Monday, November 24, 2008

Mandalas


Ok this is a foray into design. I've been doing mandalas as well as painting, and for what ever reason they have been coming out quite nicely So I opened a shop on Zazzle. This is me: http://www.zazzle.com/chichine  I make the designs and they print them and then they put them up for sale I am thinking that some of my other art work would fit in well too as cards or posters. They also have stamps and shoes, which are so much fun to design. 
I have gotten interested in mandalas and also in labrynths, which I don't think I spelled correctly. 
Anyway I walked a labrynth that is located on the bluffs above Lake Michigan last week. It was an interesting experience, very soothing I couldn't help but think that it was very much like life. You think you are headed in one direction and suddenly you are headed in another, only to switch back again. I think that is the where the phrase going around in circles comes from.

Thursday, November 13, 2008

Cast drawing and Values






So even if cast drawing is really, really difficult it really, really pays off in the end, hopefully. It helps train your eye to all the details and nuances of the form. It also helps you see the lights and darks, the values, in your subject. It is seeing these lights and darks that is the backbone of all picture making. It isn't color that is vitally important, unless you're looking at a stoplight and then its really important, but it's value, the lights and darks, that make things recognisable to the human eye. To see what I mean look at the three pictures. One is the picture as it was originally with both value and color, one is the picture with color and no value, and one with value and no color. The one without value is almost unrecognisable. The one with value, the black and white one, looks exactly like a tree and water. Even though we see in color, the fact that we also see in values is much more important.  A good way to begin  to see values in your subject is to squint as you are looking at it. Scrunch up your eyes, look through your lashes, and the color is reduced while the relative values remain. This actually works, although people will look at you funny. I was taught this technique by a very good artist as we were standing in a *very* upscale art museum. There we both stood like a couple of fools, smack dab in front of the Rodin statue our eyes reduced to slits, looking for values, while the other patrons made a wide detour around us. I've never felt so much like an artist in my life.

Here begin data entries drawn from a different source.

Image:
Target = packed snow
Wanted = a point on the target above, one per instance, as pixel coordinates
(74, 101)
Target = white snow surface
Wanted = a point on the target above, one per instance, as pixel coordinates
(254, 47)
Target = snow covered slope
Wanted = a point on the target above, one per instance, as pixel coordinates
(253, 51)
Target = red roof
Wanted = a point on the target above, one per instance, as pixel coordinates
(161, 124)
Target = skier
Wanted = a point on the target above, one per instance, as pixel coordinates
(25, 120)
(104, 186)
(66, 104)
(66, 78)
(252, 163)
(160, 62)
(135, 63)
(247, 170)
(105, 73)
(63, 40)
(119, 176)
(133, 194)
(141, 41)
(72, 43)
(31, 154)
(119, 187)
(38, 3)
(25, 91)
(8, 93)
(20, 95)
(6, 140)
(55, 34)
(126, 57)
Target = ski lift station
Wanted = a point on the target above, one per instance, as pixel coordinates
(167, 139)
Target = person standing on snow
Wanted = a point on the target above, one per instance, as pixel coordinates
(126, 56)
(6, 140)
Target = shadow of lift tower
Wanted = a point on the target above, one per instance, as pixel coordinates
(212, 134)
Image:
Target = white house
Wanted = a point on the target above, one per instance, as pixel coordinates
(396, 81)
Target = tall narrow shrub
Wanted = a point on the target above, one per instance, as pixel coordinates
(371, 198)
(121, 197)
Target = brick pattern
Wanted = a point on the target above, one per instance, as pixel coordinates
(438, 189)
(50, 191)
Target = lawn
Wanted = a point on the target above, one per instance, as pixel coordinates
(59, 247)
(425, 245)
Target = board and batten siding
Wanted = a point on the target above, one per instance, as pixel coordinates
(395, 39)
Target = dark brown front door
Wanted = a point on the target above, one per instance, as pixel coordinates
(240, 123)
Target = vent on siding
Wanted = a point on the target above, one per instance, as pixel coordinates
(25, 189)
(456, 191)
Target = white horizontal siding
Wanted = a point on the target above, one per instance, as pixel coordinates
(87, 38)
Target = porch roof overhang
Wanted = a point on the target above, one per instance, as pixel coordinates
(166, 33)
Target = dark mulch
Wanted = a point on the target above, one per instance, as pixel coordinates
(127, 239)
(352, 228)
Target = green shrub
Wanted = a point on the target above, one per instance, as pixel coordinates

Wednesday, November 12, 2008

Drawing Project


I've been working on something called a "cast drawing" which is drawing pictures of white plaster casts and making them as exact as possible. Its really hard. I've done it before, but it doesn't get any easier, apparently. It's a good way to sharpen your perception  and accuracy in seeing. It's also really hard .....  did I mention that before?  Right. I thought I did. Anyway this is a picture of my set up, with the casts on the left and the drawing in the first stages on the right. The method involves moving a couple of feet away from the drawing, looking at the casts, and then moving up to the paper and drawing what you saw. Then you move back to the previous place and check if the marks you made are correct. And repeat and repeat. And repeat until the drawing is finished. It is how all artists were trained, right up to the 20th century. Even Picasso had to do this and I think its why he invented cubism. He just decided that he wasn't ever going to do that again. Because it's really hard.

Tuesday, November 11, 2008

ten-HUT!


Today is Armistice Day. It was created after WWI to commerate the end of that terrible war and to honor the 20 million people who died in it. My mom said she never forgot seeing one of the boys from her little village in Wisconsin coming home after fighting in the trenches of France. She said he was in full uniform and he marched up the road as straight as a ramrod until he reached the turn in road that would lead him to his home. There he stopped at the top of the hill and stood for the longest time, just gazing out over at the beautiful landscape below.  Then he turned and walked down the hill to his house and family. I remember him as a wizened old man, living with only his dog in a tiny cabin. The image below is one I found years ago. I don't know the names of the men, or where it was taken. In a way, its anonymity makes it a tribute to all the soldiers from so very long ago who sacrificed so much. But having said that, this one is for August Wellnitz.  ten-HUT!


Its Spring!

I found these in a garden center, nestled in the Astilbe.